DATA-DRIVEN DESIGN: The NMSSJ assessment system will be aligned to the competency-based framework to provide frequent and useful feedback to all stakeholders in the school, including students, teachers and parents. The school’s data management system will provide a robust and intuitive platform that allows students to document valid and reliable evidence of their competencies, teachers to plan instruction that addresses their remaining needs, and youth advocates to address internal and external obstacles to learning and growth.
FAMILY SUPPORT AND ADVOCACY: As a program designed specifically to meet the needs of urban Black and Latino youth, evidence clearly indicates the need for more than just rigorous curriculum and instruction to achieve desired results. The Nelson Mandela School for Social Justice will implement a comprehensive support system, including rites of passage, youth development and guidance, that organizes school culture around college and career readiness. Every student will be assigned a youth advocate who will counsel and support them individually and in single-gender groups as well as coordinate wrap-around community services for students and families. In keeping with the tenants of culturally responsive education, NMSSJ will utilize a Restorative Justice approach to school culture and discipline.
EARLY COLLEGE EXPERIENCES: Beginning in 9th grade, all students will take part in a sequence of early college experiences implemented through college access programs that include family engagement and financial planning. Students’ understanding of the intellectual and personal requirements for college success will grow as they prepare to do college level work during their high school career.
WORKPLACE LEARNING EXPERIENCES: Students will participate in a sequence of workplace learning experiences implemented through an apprenticeship infrastructure with industry and community partners. The groundwork for this element will be laid beginning in 9th grade with career awareness and lead to authentic work experiences that go beyond typical high school internships.

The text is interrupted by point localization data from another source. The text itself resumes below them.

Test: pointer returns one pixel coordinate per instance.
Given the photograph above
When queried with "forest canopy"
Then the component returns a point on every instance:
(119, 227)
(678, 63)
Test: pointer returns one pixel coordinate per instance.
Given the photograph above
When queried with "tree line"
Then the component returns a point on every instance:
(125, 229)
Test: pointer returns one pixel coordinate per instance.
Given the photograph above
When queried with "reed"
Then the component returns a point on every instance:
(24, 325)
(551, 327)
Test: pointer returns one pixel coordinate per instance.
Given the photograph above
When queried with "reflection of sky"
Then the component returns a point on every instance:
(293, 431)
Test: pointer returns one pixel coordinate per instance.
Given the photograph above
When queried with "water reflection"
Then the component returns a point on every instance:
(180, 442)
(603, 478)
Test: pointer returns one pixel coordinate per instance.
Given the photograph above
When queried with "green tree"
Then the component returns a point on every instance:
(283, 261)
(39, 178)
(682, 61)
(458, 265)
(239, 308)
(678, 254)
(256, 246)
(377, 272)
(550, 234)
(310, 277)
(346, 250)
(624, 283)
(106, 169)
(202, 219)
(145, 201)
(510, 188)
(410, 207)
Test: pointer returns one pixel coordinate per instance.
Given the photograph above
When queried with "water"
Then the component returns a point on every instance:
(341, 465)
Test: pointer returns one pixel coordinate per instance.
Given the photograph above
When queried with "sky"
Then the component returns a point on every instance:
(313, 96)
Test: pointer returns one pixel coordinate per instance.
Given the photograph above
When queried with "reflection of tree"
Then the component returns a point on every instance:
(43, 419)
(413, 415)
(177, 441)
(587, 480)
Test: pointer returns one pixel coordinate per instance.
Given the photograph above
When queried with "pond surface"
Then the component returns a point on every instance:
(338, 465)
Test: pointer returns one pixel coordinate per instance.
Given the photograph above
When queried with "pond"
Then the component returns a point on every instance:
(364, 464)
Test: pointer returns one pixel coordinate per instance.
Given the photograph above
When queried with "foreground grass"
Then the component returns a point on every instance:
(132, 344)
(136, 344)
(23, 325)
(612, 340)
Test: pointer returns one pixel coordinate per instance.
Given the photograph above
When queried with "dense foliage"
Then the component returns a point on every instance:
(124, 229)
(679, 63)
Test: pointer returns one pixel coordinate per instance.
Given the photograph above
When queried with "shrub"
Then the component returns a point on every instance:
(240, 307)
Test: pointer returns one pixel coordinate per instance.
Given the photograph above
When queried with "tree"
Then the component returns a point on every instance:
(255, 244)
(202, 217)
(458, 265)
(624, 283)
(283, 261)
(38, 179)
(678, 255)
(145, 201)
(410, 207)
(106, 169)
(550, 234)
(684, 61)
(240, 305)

REDEFINED ADULT ROLES: The Nelson Mandela School for Social Justice will redefine leadership roles to focus on developing culturally competent human capital, including adults with expertise in meeting the needs of Black and Latino youth, English language learners and students with disabilities. Leadership will be distributed across campuses at the most effective levels. For example, there will be an expert teacher embedded at each campus to provide instructional leadership. S/he will coordinate the academic program on the campus, but also support staff in his/her content area across the network. Thus, while affiliated with a particular campus, s/he may spend time at the other campus observing, modeling, providing feedback or conducting trainings. Similarly, the NMSSJ teaching and instructional delivery model is designed to support the competency-based framework as well as college and career experiences by redefining adult roles in ways that are responsive to personalized student learning. A variety of staff positions will share responsibility for student achievement in both academic and social and emotional learning. Finally, a flexible staffing strategy allows students and staff to benefit from adult expertise across the schools.